I contrast that to my well-used Nikon D800; I can press the shutter butter while holding the camera which is secured with a wrist or shoulder strap. My fingers easily curl around the molded grip and it genuinely feels like an extension of my eye.

Reason #3: Fascination

The final reason is an emotional one and perhaps this won’t affect the vast majority of smartphone shooters. However, I love having a dedicated device, understanding the constraints on my image-making, and then creating the best images I can. Perhaps that is the fascination of photography, combining the creative and technical components, a fusion of art and science. The little black box that is the smartphone is a dumb device.

The Future of the Camera

The camera as a mainstream consumer device is dead. The implosion of sales since 2011 is well documented; the industry is fast returning to its niche status and it would be interesting to know how many households actually own a stand-alone camera. There is no value proposition for the casual user, which is why manufacturers now focus on the hobbyist and professional markets.

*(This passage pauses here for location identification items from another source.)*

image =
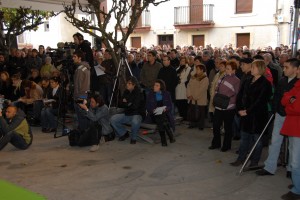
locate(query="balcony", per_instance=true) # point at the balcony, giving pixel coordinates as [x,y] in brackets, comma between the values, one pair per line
[144,23]
[194,17]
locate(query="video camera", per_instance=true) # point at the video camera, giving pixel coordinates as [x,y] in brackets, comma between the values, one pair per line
[3,103]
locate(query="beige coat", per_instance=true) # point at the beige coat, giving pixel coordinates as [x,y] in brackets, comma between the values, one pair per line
[198,90]
[212,91]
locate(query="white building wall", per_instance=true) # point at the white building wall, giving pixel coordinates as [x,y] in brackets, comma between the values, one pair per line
[60,30]
[261,24]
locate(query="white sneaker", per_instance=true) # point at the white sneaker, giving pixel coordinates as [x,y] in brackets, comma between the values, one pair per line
[94,148]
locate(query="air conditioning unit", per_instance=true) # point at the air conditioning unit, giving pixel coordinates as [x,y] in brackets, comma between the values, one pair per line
[280,18]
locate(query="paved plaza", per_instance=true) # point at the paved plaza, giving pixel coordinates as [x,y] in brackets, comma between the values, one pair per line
[121,171]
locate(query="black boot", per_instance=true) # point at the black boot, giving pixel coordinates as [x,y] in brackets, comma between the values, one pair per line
[170,134]
[163,138]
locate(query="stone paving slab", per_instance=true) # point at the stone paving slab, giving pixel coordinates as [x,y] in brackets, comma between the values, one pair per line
[120,171]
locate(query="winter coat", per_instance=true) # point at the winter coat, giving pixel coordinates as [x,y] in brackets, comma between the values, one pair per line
[197,88]
[180,90]
[149,73]
[212,90]
[291,125]
[135,102]
[169,76]
[254,99]
[283,86]
[229,85]
[81,80]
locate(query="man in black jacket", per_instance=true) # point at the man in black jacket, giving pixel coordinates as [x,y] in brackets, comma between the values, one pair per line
[168,74]
[85,47]
[14,129]
[284,85]
[133,101]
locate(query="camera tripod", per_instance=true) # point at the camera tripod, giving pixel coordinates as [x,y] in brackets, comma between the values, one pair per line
[61,115]
[120,72]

Of more concern to manufacturers is whether smartphone post-production will make genuinely great images and one big step on that journey is the use of computational raw, such as Apple’s ProRAW. The smartphone will always be constrained by size, whereas the dedicated camera isn’t, but we are already seeing a convergence of design ideas and perhaps the Zeiss ZX1 is an early exemplar of where the industry might go, at least in part.

The Zeiss ZX1 is a full frame camera with a high-quality lens and Adobe Photoshop Lightroom CC built in.

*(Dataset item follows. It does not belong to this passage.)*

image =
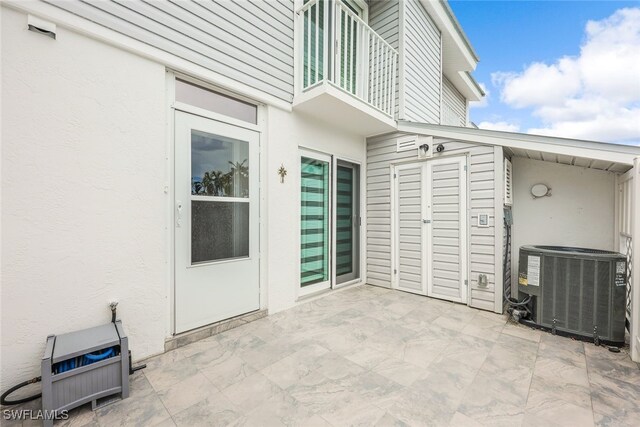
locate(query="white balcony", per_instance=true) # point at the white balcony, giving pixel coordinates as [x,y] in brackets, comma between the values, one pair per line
[346,72]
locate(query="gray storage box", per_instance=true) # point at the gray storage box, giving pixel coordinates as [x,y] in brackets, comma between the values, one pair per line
[70,379]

The physical designs, while needing refinement, are less of a problem than the software implementation. Computational photography has been implemented in fits-and-starts by manufacturers and remains niche; until they can take the large step and genuinely implement an open computational platform, the sector will be held back.

That doesn’t stop shooting with a smartphone from leaving me cold. I want the enjoyment of framing, of making a creative choice when selecting aperture and shutter speed, of wandering – camera in hand – feeling like Cartier-Bresson hunting for that single evocative frame. The problem is, I want a device that doesn’t exist at the moment and I’m frustrated that neither smartphone nor camera manufacturers are making it.

Until the day my dream device lands, however, I’ll keep on shooting with my smartphone.